3/04/2010

the homeschooling persecution

A recent article in Time Magazine (March 8, 2010) reminded me sharply of another difference between the education systems in the United States and Germany: homeschooling. In Germany it is illegal, in the United States legal and widely practiced.

The only case of homeschooling I remember from Germany involved a U.S. American family. One of my friends interned at the U.S. Consulate General in Leipzig back then. She mentioned that they now have to mediate between the parents and the German state. The Americans just assumed they can do as back home. Far out. Indeed, as I learnt from the article, school visits are mandatory by law since 1717.

Interestingly, the case that might now cause political tensions between the otherwise firm allied countries involves a highly religious family that felt persecuted by the German police. Meet the Romeikes:
"The Romeikes are not your typical asylum seekers. They did not come to the U.S. to flee war or despotism in their native land. No, these music teachers left Germany because they didn't like what their children were learning in public school — and because homeschooling is illegal there.

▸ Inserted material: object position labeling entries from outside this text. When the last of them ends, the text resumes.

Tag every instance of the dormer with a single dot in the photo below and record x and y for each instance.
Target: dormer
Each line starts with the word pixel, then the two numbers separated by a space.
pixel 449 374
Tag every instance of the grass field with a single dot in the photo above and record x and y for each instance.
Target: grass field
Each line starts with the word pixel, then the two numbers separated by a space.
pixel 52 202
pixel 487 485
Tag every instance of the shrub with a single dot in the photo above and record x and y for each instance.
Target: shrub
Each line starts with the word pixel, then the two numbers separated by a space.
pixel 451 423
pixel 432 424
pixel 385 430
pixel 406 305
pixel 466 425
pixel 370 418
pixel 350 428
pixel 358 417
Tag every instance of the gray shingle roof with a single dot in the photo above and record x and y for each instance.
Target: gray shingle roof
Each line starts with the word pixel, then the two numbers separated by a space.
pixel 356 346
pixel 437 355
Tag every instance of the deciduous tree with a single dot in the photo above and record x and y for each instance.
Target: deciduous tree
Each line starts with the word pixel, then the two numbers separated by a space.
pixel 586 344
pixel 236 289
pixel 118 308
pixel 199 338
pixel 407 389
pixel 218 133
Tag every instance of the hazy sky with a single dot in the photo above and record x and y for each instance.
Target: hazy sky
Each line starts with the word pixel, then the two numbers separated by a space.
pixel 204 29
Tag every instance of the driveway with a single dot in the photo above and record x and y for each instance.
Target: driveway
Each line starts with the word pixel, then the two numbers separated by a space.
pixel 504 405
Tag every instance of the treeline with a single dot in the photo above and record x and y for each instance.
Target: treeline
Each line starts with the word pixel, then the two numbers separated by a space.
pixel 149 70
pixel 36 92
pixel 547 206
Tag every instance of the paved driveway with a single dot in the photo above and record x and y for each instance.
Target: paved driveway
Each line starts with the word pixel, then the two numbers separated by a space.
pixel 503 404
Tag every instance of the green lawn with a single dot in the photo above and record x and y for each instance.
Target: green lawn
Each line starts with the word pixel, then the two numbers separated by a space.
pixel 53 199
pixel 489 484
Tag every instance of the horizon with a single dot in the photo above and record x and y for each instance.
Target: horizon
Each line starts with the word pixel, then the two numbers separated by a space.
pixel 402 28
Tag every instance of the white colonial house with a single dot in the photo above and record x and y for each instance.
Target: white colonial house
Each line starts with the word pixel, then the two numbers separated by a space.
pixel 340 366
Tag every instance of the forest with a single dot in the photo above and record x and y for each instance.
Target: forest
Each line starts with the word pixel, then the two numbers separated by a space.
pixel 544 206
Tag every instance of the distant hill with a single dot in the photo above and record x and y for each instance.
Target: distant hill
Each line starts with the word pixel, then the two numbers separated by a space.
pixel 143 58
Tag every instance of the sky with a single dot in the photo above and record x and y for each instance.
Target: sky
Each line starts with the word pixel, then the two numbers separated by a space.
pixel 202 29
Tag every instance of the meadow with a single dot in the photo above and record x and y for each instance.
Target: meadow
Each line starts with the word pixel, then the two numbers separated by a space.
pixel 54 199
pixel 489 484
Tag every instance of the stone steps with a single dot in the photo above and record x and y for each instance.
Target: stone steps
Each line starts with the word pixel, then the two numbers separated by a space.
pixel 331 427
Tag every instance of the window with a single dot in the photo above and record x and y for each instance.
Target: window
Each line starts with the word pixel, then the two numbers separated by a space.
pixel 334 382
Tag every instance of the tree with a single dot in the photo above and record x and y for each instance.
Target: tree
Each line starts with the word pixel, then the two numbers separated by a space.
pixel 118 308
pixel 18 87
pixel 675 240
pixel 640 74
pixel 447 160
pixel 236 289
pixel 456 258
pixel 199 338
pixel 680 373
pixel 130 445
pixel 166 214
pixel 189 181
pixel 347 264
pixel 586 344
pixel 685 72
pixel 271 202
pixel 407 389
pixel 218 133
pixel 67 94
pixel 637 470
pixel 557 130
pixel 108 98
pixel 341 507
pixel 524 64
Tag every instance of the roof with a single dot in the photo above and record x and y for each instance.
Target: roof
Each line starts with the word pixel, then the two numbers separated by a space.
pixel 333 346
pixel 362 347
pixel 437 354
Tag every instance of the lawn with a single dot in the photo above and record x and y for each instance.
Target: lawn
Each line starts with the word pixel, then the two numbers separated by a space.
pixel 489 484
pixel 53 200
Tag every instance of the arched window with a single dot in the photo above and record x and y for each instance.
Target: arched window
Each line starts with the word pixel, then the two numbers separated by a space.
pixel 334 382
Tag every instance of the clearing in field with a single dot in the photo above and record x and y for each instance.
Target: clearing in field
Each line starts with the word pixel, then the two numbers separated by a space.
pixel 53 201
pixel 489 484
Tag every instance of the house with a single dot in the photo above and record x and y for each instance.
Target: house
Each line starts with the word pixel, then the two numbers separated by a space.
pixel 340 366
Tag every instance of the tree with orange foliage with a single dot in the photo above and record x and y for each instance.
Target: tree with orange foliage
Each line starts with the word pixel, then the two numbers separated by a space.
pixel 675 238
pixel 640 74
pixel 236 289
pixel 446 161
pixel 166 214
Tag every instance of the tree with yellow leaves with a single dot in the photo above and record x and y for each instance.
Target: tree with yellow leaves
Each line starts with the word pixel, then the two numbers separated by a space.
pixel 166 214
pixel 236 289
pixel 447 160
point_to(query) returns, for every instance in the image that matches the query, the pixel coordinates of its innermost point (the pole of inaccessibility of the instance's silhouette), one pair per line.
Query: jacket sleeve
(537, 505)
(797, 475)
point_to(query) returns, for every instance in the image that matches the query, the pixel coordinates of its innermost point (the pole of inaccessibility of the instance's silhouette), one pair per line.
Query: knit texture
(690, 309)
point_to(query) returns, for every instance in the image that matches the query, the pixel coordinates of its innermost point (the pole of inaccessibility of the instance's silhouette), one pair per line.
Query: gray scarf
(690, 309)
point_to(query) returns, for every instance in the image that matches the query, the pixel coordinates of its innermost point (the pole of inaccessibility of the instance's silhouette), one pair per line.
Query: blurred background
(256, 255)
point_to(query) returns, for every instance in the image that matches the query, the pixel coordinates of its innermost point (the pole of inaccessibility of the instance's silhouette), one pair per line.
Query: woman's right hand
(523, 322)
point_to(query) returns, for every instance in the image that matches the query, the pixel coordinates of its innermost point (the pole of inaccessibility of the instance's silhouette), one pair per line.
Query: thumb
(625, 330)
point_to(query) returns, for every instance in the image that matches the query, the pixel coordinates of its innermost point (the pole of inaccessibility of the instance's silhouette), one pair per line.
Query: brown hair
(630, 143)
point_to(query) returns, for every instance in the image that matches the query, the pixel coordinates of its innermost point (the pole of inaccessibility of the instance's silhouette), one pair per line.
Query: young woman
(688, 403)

"It's our fundamental right to decide how we want to teach our children," says Uwe Romeike, an Evangelical Christian and a concert pianist who sold his treasured Steinway to help pay for the move.

Romeike decided to uproot his family in 2008 after he and his wife had accrued about $10,000 in fines for homeschooling their three oldest children and police had turned up at their doorstep and escorted them to school. "My kids were crying, but nobody seemed to care," Romeike says of the incident.

So why did he seek asylum in the U.S. rather than relocate to nearby Austria or another European country that allows homeschooling? Romeike's wife Hannelore tells TIME the family was contacted by the Virginia-based Home School Legal Defense Association (HSLDA), which suggested they go to the U.S. and settle in Morristown, Tenn. The nonprofit organization, which defends the rights of the U.S. homeschooling community — with its estimated 2 million children, or about 4% of the total school-age population — is expanding its overseas outreach. And on Jan. 26, the HSLDA helped the Romeikes become the first people granted asylum in the U.S. because they were persecuted for homeschooling."